Re: [PATCH resend] timers: Fix excessive granularity of new timers after a nohz idle

From: Nicholas Piggin
Date: Tue Aug 22 2017 - 04:07:00 EST


On Tue, 22 Aug 2017 09:45:46 +0200 (CEST)
Thomas Gleixner <tglx@xxxxxxxxxxxxx> wrote:

> On Tue, 22 Aug 2017, Nicholas Piggin wrote:
> > I would have preferred to get comments from the timer maintainers, but
> > they've been busy or away for the past copule of weeks. Perhaps you
> > would consider carrying it until then?
>
> Yes, I was on vacation, but that patch never hit my LKML inbox ....
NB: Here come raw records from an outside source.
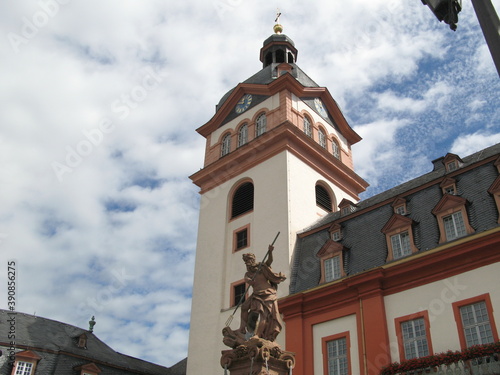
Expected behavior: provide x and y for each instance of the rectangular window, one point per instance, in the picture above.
(337, 357)
(400, 210)
(239, 293)
(400, 245)
(454, 226)
(336, 235)
(24, 368)
(332, 268)
(476, 324)
(449, 190)
(414, 338)
(241, 239)
(451, 166)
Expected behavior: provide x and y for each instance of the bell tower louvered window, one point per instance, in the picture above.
(242, 200)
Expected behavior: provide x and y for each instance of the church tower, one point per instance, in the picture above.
(277, 158)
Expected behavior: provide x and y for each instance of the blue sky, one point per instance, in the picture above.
(100, 102)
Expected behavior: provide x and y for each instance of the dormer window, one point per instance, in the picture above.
(452, 218)
(24, 368)
(346, 207)
(399, 237)
(25, 363)
(452, 162)
(495, 191)
(82, 341)
(332, 261)
(335, 232)
(451, 166)
(399, 206)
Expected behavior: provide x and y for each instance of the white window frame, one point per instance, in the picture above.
(260, 125)
(307, 127)
(243, 135)
(225, 145)
(322, 138)
(401, 245)
(24, 368)
(414, 338)
(336, 351)
(454, 226)
(332, 268)
(336, 149)
(478, 331)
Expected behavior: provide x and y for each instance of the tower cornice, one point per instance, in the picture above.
(285, 137)
(284, 82)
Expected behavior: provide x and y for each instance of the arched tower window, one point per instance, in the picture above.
(261, 124)
(322, 138)
(336, 149)
(243, 135)
(323, 198)
(225, 145)
(307, 126)
(280, 56)
(242, 200)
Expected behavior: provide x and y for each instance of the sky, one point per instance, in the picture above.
(99, 103)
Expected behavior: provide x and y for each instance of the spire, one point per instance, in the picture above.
(92, 324)
(278, 48)
(278, 29)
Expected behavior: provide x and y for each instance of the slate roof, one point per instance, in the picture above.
(361, 230)
(265, 77)
(56, 344)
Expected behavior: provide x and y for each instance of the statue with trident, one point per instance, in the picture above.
(253, 344)
(260, 316)
(259, 313)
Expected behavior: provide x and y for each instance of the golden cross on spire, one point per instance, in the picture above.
(277, 27)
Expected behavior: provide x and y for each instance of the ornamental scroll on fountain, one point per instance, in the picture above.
(254, 350)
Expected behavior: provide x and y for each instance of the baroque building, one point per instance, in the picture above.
(362, 276)
(32, 345)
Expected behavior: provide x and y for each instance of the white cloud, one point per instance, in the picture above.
(469, 143)
(406, 83)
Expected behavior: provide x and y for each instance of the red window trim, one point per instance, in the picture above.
(337, 336)
(399, 334)
(458, 318)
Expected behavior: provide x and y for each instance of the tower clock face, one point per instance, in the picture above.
(243, 104)
(320, 107)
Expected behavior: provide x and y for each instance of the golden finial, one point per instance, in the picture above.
(278, 29)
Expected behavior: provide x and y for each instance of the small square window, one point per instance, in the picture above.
(400, 210)
(242, 239)
(239, 293)
(454, 226)
(337, 357)
(401, 245)
(449, 190)
(24, 368)
(451, 166)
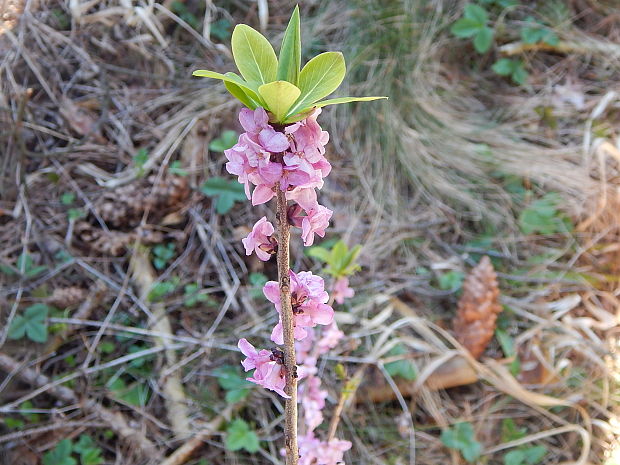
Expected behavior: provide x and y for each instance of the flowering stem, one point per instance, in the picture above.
(290, 411)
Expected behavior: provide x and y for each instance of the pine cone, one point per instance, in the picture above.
(478, 308)
(64, 297)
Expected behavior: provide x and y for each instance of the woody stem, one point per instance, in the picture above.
(290, 410)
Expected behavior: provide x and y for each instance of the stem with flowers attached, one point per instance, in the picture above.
(290, 410)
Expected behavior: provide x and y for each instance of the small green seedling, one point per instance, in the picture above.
(162, 254)
(474, 24)
(512, 68)
(461, 437)
(403, 368)
(32, 324)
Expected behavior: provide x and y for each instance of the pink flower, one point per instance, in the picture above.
(313, 401)
(308, 138)
(269, 372)
(341, 290)
(260, 240)
(309, 301)
(315, 223)
(312, 451)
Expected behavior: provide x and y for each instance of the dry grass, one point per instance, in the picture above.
(85, 85)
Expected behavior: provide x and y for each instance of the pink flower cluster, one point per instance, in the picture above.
(291, 159)
(309, 301)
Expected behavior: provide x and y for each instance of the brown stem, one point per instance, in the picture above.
(290, 409)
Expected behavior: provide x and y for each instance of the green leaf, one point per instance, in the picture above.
(320, 77)
(289, 60)
(226, 140)
(254, 55)
(466, 27)
(31, 324)
(542, 216)
(229, 77)
(239, 436)
(483, 40)
(13, 423)
(279, 97)
(75, 214)
(476, 13)
(514, 457)
(461, 437)
(225, 192)
(176, 168)
(60, 455)
(137, 394)
(334, 101)
(240, 94)
(519, 75)
(257, 280)
(403, 368)
(160, 289)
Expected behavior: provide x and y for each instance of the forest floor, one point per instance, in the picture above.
(124, 285)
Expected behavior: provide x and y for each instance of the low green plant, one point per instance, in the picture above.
(512, 68)
(403, 368)
(63, 453)
(162, 254)
(176, 169)
(60, 455)
(476, 24)
(543, 216)
(161, 289)
(225, 193)
(522, 455)
(32, 323)
(461, 437)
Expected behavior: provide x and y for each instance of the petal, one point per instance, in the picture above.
(262, 194)
(273, 141)
(277, 334)
(272, 292)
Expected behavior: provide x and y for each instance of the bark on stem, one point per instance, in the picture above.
(290, 363)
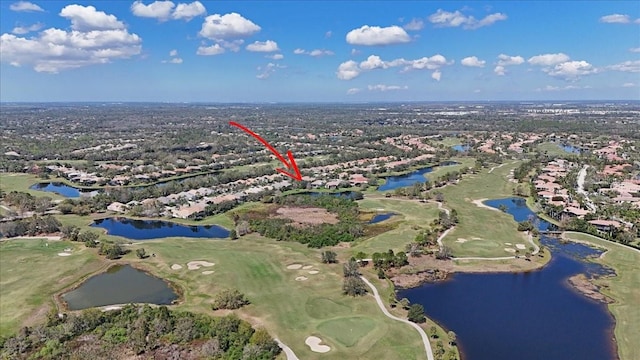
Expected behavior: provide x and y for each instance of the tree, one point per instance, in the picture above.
(329, 257)
(416, 313)
(452, 337)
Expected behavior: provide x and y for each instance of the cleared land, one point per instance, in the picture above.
(624, 288)
(488, 230)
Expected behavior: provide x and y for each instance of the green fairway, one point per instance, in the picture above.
(21, 182)
(290, 309)
(482, 232)
(411, 214)
(624, 288)
(31, 272)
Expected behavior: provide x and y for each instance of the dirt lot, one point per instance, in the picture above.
(307, 215)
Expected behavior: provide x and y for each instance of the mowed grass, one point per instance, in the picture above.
(289, 309)
(484, 230)
(411, 214)
(32, 272)
(624, 288)
(21, 182)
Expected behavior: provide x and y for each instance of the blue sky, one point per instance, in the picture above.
(319, 51)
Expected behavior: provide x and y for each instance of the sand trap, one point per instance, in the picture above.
(315, 344)
(480, 203)
(195, 265)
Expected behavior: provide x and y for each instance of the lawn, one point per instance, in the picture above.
(21, 182)
(481, 232)
(31, 272)
(624, 288)
(412, 215)
(290, 309)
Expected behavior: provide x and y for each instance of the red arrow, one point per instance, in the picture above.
(290, 165)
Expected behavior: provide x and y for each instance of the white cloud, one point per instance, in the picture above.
(627, 66)
(25, 6)
(266, 46)
(375, 35)
(443, 18)
(227, 26)
(382, 87)
(616, 19)
(160, 10)
(504, 60)
(314, 52)
(373, 62)
(472, 61)
(214, 49)
(572, 70)
(87, 18)
(348, 70)
(96, 38)
(188, 11)
(268, 70)
(548, 59)
(21, 30)
(414, 25)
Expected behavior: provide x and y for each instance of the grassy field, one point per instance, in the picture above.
(291, 310)
(412, 214)
(31, 272)
(481, 232)
(21, 182)
(624, 288)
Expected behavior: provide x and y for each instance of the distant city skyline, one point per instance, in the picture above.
(314, 51)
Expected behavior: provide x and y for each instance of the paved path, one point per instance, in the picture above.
(287, 350)
(425, 338)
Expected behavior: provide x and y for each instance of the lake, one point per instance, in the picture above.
(59, 188)
(153, 229)
(524, 316)
(121, 284)
(394, 182)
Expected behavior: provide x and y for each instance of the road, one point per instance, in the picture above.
(425, 338)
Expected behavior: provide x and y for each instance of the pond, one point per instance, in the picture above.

Hmm okay. Well that's fine, we're just getting done testing it here.

>
> > diff --git a/kernel/time/timer.c b/kernel/time/timer.c
> > index 8f5d1bf18854..dd7be9fe6839 100644
> > --- a/kernel/time/timer.c
> > +++ b/kernel/time/timer.c
> > @@ -203,6 +203,7 @@ struct timer_base {
> > bool migration_enabled;
> > bool nohz_active;
> > bool is_idle;
> > + bool was_idle; /* was it idle since last run/fwded */
>
> Please do not use tail comments. They are a horrible habit and disturb the
> reading flow.

Sure.

> I'm not fond of that name either. Something like forward_clk
> or a similar self explaining name would be appreciated.

Well I actually had that initially (must_forward). But on the other
hand that's less explanatory about the state of the timer base I thought.
Anyway I could go either way and you're going to be looking at this code
more than me in future :)

>
> > /*
> > @@ -938,6 +945,13 @@ __mod_timer(struct timer_list *timer, unsigned long expires, bool pending_only)
> > * same array bucket then just return:
> > */
> > if (timer_pending(timer)) {
> > + /*
> > + * The downside of this optimization is that it can result in
> > + * larger granularity than you would get from adding a new
> > + * timer with this expiry. Would a timer flag for networking
> > + * be appropriate, then we can try to keep expiry of general
> > + * timers within ~1/8th of their interval?
>
> This really depends on the timer usage type.
>
> If you use it merily for TCP timeouts or similar things, then this does not
> matter at all because then the timer is the safety net in case something
> goes wrong. If you lose packets on the transport the larger granularity is
> the least of your worries.
>
> From earlier discussions with the networking folks these timeouts are the
> reason for this optimization because you avoid the expensive
> dequeue/requeue operation if the successful communication is fast.
>
> If the timer has a short relative expiry and is used for sending packets or
> similar purposes, then it usually sits in the first bucket and has no
> granularity issues anyway. But from staring at trace data provided by
> google and facebook these timer are not rearmed while pending, they fire,
> do networking stuff and then get rearmed.
>
> So I rather avoid that kind of misleading comment. The first sentence
> surely can stay.

Right. The question was actually there for you to answer, so thanks. I
can certainly understand the use-case and importance of keeping it light.

> Other than that, nice detective work!

Thanks for taking a look (and thanks everyone who's been testing and
hacking on it). Do you want me to re-send with the changes?

Thanks,
Nick